I have an m1.medium Amazon EC2 instance running Apache and hosting a Wordpress blog. In turn, Wordpress works with a MySQL database over on a different EC2 instance. The Wordpress site has W3 Total Cache set up and working well, and much of the static content on the site is served from a CDN. The site runs a low amount of traffic regularly and then occasionally gets some huge traffic spikes.... and when those spikes occur (more than ~150 people accessing the site), the site goes down. I can also make this happen every time with with some load testing tools.
Here is the 'top' when the main server is idle:
top - 23:21:23 up 103 days, 19:40, 3 users, load average: 0.91, 0.60, 0.62
Tasks: 93 total, 1 running, 92 sleeping, 0 stopped, 0 zombie
Cpu(s): 0.0%us, 0.9%sy, 0.0%ni, 99.1%id, 0.0%wa, 0.0%hi, 0.0%si, 0.0%st
Mem: 3844856k total, 1756268k used, 2088588k free, 150132k buffers
Swap: 0k total, 0k used, 0k free, 833740k cached
However, if I do some load tests to simulate hundreds of users accessing a static graphic file (which obviously doesn't trigger Wordpress, PHP or the database), everything is fine: the server load stays low, the graphic file is served quickly, etc.
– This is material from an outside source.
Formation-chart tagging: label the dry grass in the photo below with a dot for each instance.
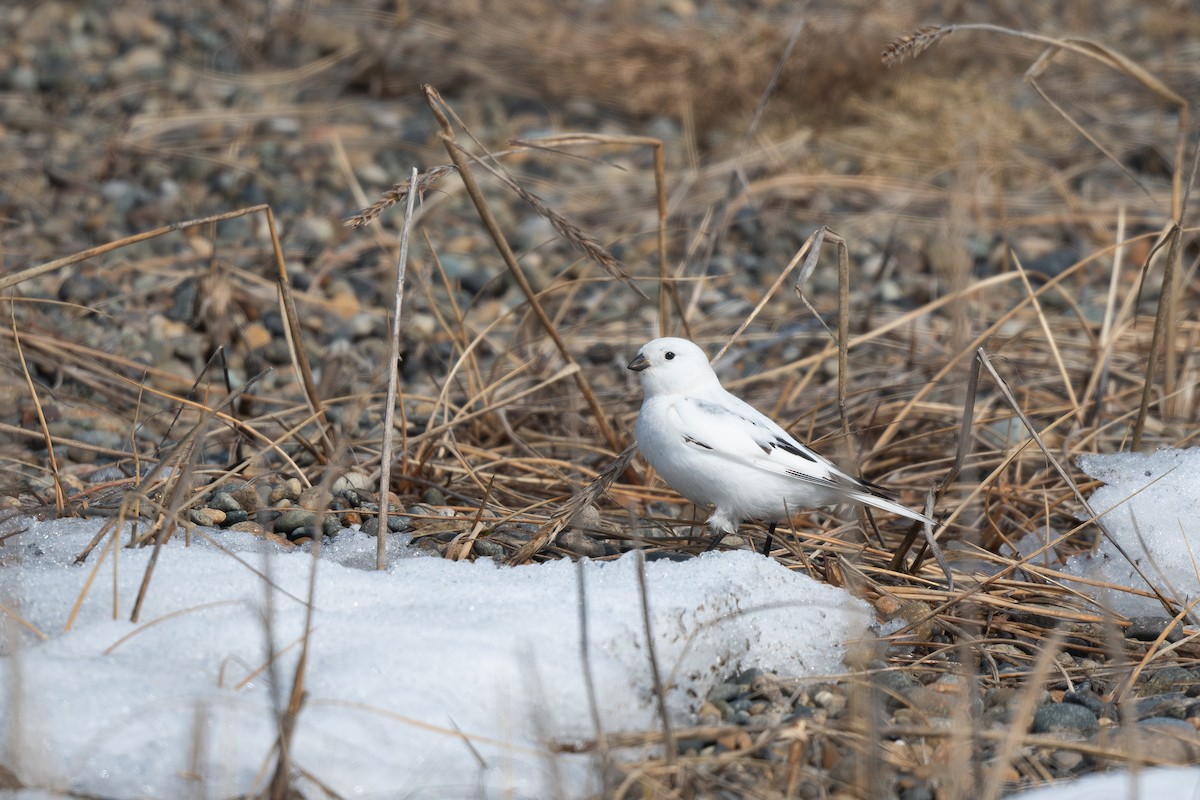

My Apache settings (3.1G of memory in server / ~8100k per httpd instance = ~400 MaxClients):
StartServers 5
MinSpareServers 5
MaxSpareServers 10
ServerLimit 400
MaxClients 400
MaxRequestsPerChild 0
So based on all that, it seems like the problem has to do with when PHP or MySQL are used.
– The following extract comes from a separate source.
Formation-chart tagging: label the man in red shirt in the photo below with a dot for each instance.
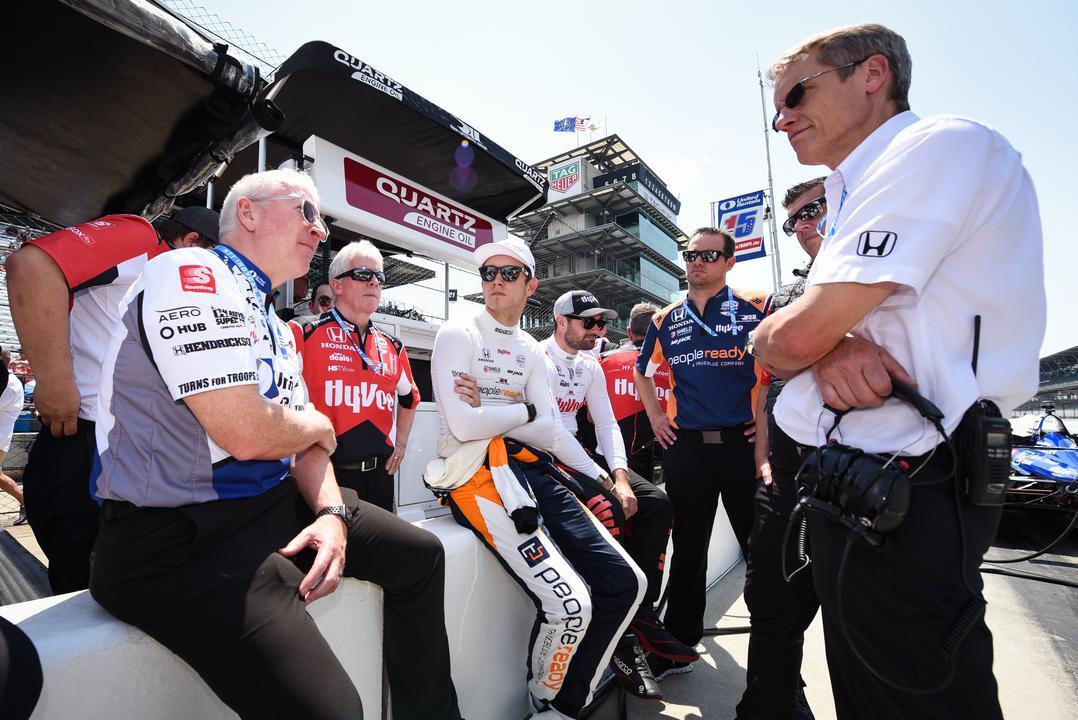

Over on the MySQL server, no matter what I do, the load stays pretty much at 0, and the slow query log stays empty... so I think things are healthy there. Here is my 'top' for the SQL server:
top - 23:20:21 up 103 days, 19:12, 5 users, load average: 0.08, 0.03, 0.05
Tasks: 115 total, 1 running, 114 sleeping, 0 stopped, 0 zombie
Cpu(s): 0.0%us, 0.0%sy, 0.0%ni,100.0%id, 0.0%wa, 0.0%hi, 0.0%si, 0.0%st
Mem: 3844856k total, 1076912k used, 2767944k free, 158412k buffers
Swap: 0k total, 0k used, 0k free, 638092k cached
This all leads me to think that one of these unlikely scenarios is occurring:
- The machine simply doesn't have enough raw horsepower to serve 150+ concurrent users, and I should move up to an L or XL EC2 instance. Maybe, but... really? 150 users is too many for a relatively powerful m1.medium server?
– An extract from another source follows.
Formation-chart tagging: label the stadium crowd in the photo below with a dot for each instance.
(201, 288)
- Apache simply isn't built to handle this kind of traffic. Doubtful.
- There is a problem in the communication between the web and database servers. But I doubt that since this is between two Amazon EC2 instances.
I feel like I've checked everything I can and still no luck. What else should I check? What else can I try?